Why DIY rat control fails most of the time

  • Most homeowners can identify some entry points but miss the high-elevation ones (roof returns, dormer junctions, second-floor utility penetrations) without specialist equipment.
  • Snap traps work on naive juveniles; experienced adult rats avoid them after seeing a trapped sibling. Pros rotate trap types and locations to suppress this behaviour.
  • Sealing materials matter — caulk lasts a season; hardware cloth and aluminum flashing last decades. DIY usually under-spec'd material.
  • Without a follow-up at week 4 and week 8, the homeowner doesn't catch the second-generation rats emerging from undiscovered nests, and the population rebuilds.
  • Roof rat work involves rooftop access and tree-canopy assessment — not safe for most homeowners and often missed entirely.
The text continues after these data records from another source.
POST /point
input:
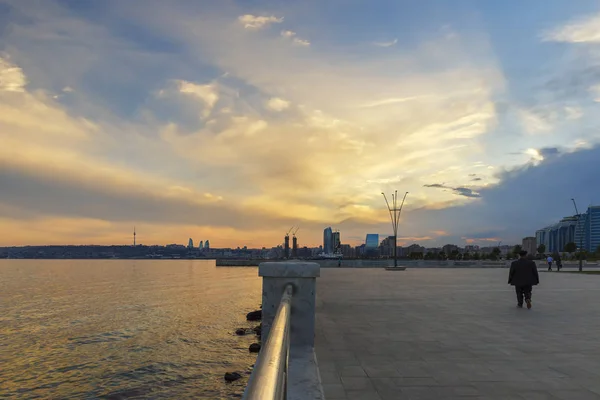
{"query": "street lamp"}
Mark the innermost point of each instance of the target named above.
(395, 217)
(581, 232)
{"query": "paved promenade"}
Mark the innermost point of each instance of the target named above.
(456, 334)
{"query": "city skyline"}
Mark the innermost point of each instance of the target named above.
(234, 121)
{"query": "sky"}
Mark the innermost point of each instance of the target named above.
(234, 121)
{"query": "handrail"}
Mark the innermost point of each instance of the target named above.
(269, 377)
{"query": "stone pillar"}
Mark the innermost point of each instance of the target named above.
(302, 276)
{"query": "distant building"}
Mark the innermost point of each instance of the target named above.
(414, 248)
(328, 241)
(294, 247)
(387, 247)
(471, 248)
(372, 241)
(286, 246)
(529, 244)
(587, 232)
(347, 251)
(336, 241)
(449, 248)
(555, 237)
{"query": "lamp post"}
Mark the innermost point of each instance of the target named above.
(395, 217)
(581, 233)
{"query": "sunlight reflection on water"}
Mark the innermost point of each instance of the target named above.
(123, 328)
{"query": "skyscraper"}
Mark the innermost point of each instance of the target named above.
(594, 227)
(336, 241)
(294, 247)
(372, 241)
(328, 241)
(286, 246)
(530, 245)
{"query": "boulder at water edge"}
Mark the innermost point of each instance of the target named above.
(254, 348)
(254, 315)
(232, 376)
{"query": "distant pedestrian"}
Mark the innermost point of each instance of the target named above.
(523, 276)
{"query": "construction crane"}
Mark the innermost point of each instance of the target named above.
(286, 244)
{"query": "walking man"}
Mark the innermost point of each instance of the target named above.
(523, 276)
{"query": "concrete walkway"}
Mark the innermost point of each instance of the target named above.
(456, 334)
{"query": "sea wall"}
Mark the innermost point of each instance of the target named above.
(331, 263)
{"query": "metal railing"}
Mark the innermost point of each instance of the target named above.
(269, 377)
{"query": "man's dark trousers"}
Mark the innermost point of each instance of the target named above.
(523, 291)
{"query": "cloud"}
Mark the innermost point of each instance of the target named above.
(581, 30)
(208, 154)
(461, 191)
(12, 78)
(207, 93)
(505, 210)
(386, 44)
(295, 40)
(534, 123)
(257, 22)
(301, 42)
(277, 104)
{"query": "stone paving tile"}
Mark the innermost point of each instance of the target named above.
(363, 395)
(456, 333)
(334, 390)
(356, 383)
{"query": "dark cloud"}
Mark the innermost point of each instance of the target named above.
(549, 151)
(25, 193)
(527, 199)
(466, 192)
(574, 83)
(461, 191)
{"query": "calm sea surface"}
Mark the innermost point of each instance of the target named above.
(123, 329)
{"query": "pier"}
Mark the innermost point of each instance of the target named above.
(455, 334)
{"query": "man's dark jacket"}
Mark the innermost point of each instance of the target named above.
(523, 272)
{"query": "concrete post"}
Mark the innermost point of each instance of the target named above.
(302, 276)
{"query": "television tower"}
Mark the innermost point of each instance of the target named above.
(286, 243)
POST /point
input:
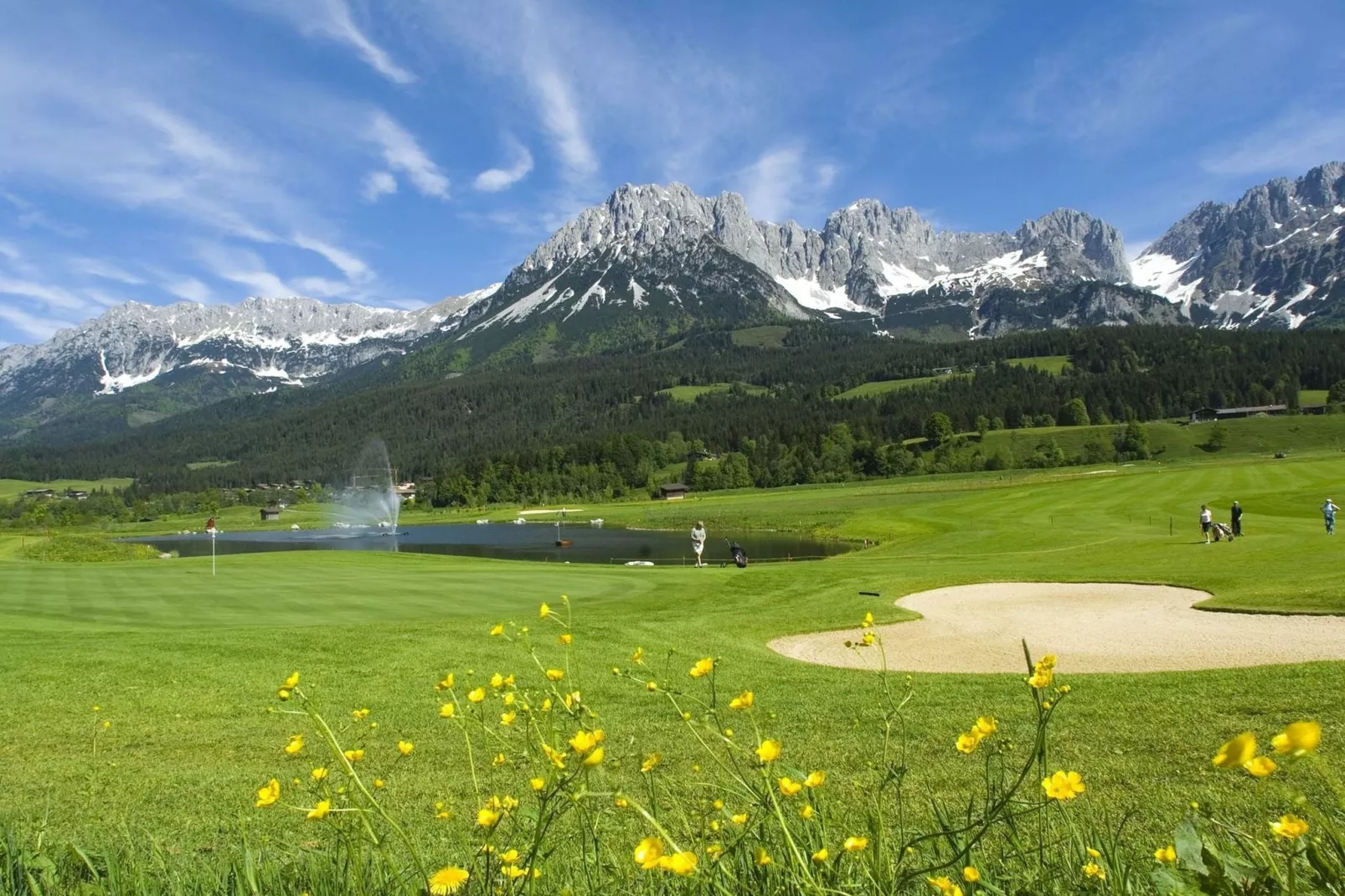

Frequently asked questions

How long until I stop hearing rats in my walls?+
With proper exclusion plus bait, ceiling and wall activity typically drops to zero within three to five weeks. Persistent activity past week six points to a missed entry point — re-inspect the high-elevation locations (roof returns, dormer junctions, gable vent perimeters) which are the most commonly missed.
Are dead rats in walls a real problem?+
Yes — but a manageable one. Most rats poisoned by anticoagulants travel back to their nest before dying, and most nests are in inaccessible wall, attic, or crawlspace voids. Smell lasts 2-4 weeks depending on temperature and ventilation. The smell is unpleasant but transient; the alternative (live rats breeding indoors indefinitely) is worse.
Why do my neighbours have rats but I don't?+
You probably do — you just haven't found the evidence yet. Rats migrate along blocks following food and water resources. Most Metro Vancouver streets have a baseline rodent presence year-round. The factor that determines indoor activity is the entry point density on your specific structure, not the neighbourhood.
Is rat poison safe around dogs and cats?+
Tamper-resistant bait stations are designed so dogs and cats cannot access the bait directly. Secondary poisoning from a dog eating a poisoned rat is the bigger risk, and that's why BC banned SGARs — the new first-generation anticoagulants have a much wider safety margin. We always discuss pet-safety protocol on the booking call before placing any bait.
Why are rats more common in certain neighbourhoods?+
Three factors: housing-stock age (pre-1980 stock has more entry points), waterway and agricultural adjacency (Richmond, Strathcona, Pitt Meadows), and tree canopy (West Vancouver, Burnaby Heights, North Van for roof rats). The municipality matters less than the specific block.